Reliability and Timing Aware GPU Management on Embedded Systems
The demand for low-power and high-performance computing has been driving the semiconductor industry for decades. In order to satisfy these demands, the semiconductor technology has been scaled down and multi/many-core processors have been proposed. Among the multi/many-core processors, Graphics Processing Units (GPUs) have been employed in the critical path of applications due to its programmability, high-performance, and low power consumption. Moreover, state-of-the-art GPUs have the capability to process multiple GPU workloads concurrently. Therefore, GPUs have been considered to be an essential part of embedded systems because of the increased number of throughput-oriented applications on real-time embedded systems, such as autonomous driving and advanced driving assistant applications. However, there are several challenges for using the GPUs in embedded systems.
First, due to the small feature size, the state-of-the-art nano-scale multi-core processors, including GPUs, has faced severe reliability challenges like soft-error and processor degradation. Next, there is a noticeable (die-to-die and within-die) parameter variation due to the advanced semiconductor technology. Therefore, the lifetime and workload management of embedded GPUs under process variation is considered one of the most important aspects to ensure functional correctness over a long period of time. Last, existing application scheduling frameworks on a GPU do not have enough flexibility to handle the dynamic behavior of multiple event-driven applications.

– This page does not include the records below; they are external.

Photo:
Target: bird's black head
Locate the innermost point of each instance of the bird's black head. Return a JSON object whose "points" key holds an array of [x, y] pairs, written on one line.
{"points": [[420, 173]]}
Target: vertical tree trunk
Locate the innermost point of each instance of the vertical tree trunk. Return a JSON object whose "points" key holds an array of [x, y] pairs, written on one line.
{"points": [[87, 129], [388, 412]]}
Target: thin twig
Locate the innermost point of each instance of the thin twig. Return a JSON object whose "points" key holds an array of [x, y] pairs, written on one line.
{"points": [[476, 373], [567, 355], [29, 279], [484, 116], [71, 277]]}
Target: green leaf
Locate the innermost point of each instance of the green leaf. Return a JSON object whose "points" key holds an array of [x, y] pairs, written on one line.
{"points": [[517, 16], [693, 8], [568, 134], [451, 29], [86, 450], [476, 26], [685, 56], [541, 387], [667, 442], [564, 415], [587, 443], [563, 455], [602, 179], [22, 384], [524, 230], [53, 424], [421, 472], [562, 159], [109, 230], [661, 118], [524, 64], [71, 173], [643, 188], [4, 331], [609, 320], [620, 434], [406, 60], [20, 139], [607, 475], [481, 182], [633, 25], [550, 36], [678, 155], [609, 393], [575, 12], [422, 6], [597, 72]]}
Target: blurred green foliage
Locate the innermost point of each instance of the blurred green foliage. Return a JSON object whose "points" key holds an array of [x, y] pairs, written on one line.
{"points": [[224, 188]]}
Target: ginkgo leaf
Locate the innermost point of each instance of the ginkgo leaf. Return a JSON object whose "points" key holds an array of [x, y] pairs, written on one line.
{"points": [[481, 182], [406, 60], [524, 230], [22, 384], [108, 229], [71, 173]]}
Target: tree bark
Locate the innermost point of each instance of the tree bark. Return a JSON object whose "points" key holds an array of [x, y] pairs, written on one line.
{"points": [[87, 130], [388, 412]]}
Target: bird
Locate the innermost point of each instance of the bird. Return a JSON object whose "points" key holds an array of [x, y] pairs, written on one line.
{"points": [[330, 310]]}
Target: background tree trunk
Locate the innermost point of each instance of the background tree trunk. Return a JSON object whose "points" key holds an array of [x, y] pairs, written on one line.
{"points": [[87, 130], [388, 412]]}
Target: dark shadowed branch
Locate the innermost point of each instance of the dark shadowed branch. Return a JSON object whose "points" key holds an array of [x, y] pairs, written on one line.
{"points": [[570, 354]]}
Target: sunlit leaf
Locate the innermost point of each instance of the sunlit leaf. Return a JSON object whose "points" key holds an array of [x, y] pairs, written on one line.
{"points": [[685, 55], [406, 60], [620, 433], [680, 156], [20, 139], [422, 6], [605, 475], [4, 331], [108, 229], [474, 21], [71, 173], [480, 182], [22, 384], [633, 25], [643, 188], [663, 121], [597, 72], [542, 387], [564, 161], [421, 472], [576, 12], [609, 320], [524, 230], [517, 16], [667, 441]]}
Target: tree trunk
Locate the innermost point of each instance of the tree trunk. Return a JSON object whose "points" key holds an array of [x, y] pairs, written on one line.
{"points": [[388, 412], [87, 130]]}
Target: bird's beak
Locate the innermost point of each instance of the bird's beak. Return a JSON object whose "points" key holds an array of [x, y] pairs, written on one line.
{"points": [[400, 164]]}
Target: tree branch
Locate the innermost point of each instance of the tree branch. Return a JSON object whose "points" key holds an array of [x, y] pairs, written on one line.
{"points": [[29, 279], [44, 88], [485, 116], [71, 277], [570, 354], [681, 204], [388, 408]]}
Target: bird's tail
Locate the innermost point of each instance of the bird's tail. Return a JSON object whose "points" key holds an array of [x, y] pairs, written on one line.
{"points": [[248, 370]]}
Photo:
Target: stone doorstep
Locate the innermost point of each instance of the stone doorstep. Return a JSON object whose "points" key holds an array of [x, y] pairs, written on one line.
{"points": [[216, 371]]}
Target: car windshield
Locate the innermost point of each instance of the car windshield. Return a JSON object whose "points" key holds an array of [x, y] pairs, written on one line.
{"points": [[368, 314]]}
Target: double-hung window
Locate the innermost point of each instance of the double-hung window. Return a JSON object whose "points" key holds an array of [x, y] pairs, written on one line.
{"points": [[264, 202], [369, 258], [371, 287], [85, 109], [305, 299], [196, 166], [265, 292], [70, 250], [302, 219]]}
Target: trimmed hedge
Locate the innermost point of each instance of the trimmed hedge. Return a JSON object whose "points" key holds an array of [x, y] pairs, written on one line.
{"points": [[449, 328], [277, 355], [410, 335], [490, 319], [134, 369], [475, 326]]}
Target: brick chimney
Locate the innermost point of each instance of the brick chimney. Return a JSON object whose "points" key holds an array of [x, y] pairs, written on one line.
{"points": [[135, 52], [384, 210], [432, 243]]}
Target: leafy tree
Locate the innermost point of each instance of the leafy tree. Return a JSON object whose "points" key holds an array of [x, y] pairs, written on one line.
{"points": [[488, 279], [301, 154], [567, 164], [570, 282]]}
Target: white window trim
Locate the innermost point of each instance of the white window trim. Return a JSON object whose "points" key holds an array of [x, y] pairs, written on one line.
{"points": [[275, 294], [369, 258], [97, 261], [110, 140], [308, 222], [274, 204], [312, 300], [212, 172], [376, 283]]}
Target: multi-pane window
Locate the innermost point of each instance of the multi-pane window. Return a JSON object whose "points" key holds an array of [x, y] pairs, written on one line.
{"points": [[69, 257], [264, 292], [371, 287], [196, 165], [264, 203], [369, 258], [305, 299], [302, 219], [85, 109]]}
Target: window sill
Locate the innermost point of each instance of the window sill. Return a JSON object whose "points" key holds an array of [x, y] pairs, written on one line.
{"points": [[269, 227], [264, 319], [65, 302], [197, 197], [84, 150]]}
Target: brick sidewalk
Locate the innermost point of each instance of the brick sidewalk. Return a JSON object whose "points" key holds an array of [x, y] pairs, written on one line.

In order to tackle the above mentioned challenges, in this thesis, we propose a reliability and timing aware workload management framework on GPU-based real-time embedded systems. The proposed framework consists of two parts: design-time and run-time workload management. The proposed design-time workload management unit analyzes GPU kernel functions and generates PTX instruction schedules that maximizes the soft-error reliability. At the same time, the application profiles are generated for run-time workload management. The proposed run-time workload management unit includes two parts: Streaming Multiprocessor (SM) scheduling unit and aging-aware workload distribution unit. During run-time, depending on the system status and requirements, the proposed scheduling unit partitions the GPU workloads into sub-workload and generates sub-workloads launch sequences to handle the dynamic behavior of the event-driven applications. Concurrently, in the SM, the proposed aging-aware workload distribution unit jointly considers the current aging status and the process variation status and distributes the workload across the SM to maximize the lifetime of the GPU.